Koch
DRG-CD-84835
label website

Unlike the Seattle formation Pearl Django which concentrates on the Hot Club period of Reinhardt and Grappelli, Paris Combo transfers the past smack into present times to rub shoulders with cosmopolitan influences. Listening to them makes you feel as though you'd just stepped into Rick's Cafe Americain set not in mid-war Casablanca but 21st century Paris. Reminiscent of the very witty lyrics of Oscar Hammel and his earlier collaborators from Fatal Mambo, the Paris Combo with lead vocalist and lyricist Du Berry is equally fond of the bizarre and twisted on their latest, Motifs. "Imagine if chance sat down at my dinner party and decided, late in the evening, to turn me into a fork, a plate-picking thief - would I still get my song? If these prongs, simply for eating purposes, gave off no particular note as a simple fork, would I still get my song?"


The quintessential musette-style Parisian lineup of vocals, accordion, guitar, violin, double bass and percussion finds itself jazzed up US-style compliments of Aussie trumpeteer David Lewis who also sits in on bugle, piano and melodica as well as special guests on cello, saxophone, bass clarinet and trombone. Core member Potzi on guitar adds potent doses of Reinhardt-style Gypsy Jazz but also detours into Arabian inflections helped by his Algerian ancestry.


Motifs is recorded testament to a prior tour during which Paris Combo got to try out the material on life audiences and refine the tunes in the process. Co-producer Oz Fritz joined the album project after having experienced the group on tour and adds his considerable experience of both studio and live sound to maintain the vivacious vibe of the tour. Much of the material is straight-ahead swing with a shrunk big-band feel created by Lewis' smoking trumpet. He's equally comfortable in muted deep-Jazz and Latin/Cuban styles and just as easily adapts to the Jazz Manouche interludes to remind us of the ensemble's headquarters.

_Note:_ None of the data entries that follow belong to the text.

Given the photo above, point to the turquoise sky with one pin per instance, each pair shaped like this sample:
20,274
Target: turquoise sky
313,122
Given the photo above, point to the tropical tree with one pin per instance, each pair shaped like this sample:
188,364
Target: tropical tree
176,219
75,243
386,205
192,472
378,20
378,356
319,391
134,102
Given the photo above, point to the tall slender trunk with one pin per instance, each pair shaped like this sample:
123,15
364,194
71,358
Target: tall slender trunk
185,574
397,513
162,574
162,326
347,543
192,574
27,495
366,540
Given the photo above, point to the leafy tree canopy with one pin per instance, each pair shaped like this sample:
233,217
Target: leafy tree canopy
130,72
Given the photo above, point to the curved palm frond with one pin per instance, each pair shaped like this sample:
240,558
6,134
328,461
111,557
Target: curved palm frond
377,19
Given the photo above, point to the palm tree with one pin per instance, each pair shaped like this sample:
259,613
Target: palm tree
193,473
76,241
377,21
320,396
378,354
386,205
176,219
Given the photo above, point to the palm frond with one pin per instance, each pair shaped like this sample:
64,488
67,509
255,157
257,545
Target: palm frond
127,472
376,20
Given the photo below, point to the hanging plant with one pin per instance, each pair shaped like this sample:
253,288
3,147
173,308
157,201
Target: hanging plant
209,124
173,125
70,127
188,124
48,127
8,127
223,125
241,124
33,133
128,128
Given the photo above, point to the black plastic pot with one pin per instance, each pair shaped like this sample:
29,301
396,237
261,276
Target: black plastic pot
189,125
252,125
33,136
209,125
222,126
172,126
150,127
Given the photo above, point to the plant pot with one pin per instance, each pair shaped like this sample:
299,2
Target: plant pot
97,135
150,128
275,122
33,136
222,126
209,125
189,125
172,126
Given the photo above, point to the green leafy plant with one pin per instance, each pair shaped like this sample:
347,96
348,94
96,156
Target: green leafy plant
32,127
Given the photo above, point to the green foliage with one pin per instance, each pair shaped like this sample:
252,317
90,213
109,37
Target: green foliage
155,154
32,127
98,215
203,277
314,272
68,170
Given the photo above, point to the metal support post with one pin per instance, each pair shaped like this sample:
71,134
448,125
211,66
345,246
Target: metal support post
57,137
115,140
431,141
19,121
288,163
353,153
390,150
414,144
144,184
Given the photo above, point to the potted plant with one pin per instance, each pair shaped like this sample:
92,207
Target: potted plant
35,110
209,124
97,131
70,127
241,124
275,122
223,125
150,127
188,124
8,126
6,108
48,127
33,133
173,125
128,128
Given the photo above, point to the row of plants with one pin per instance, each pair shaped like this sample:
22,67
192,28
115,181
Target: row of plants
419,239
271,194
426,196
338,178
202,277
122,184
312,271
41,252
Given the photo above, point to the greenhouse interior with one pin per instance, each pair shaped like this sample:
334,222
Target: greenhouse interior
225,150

"I'm like a sheep in its field or a cigarette butt under a steel heel - I don't know, I don't know who to smoke" of "Je ne sais qui fumer" reflects on someone who has overdosed on night life while "Baron de chaise" attacks greed and corruption with the chorus "The rewards of labor are no longer a worthy goal, the important thing is doing deals and ripping off whoever I can." "Aquarium" condemns life lived through the television with "I'm going round and round in my box like a fish in a furnished aquarium", "Prete a porter" (ready to wear) comments on being poor in a consumer society. Mixing biting social commentary with wistful meditations on what it means to be human in today's upside-down world while embedding everything in swinging tunes allows Paris Combo to be clever while still going down easy and sans pretensions. It's a very successful recipe that doesn't take itself serious and charms precisely because of it.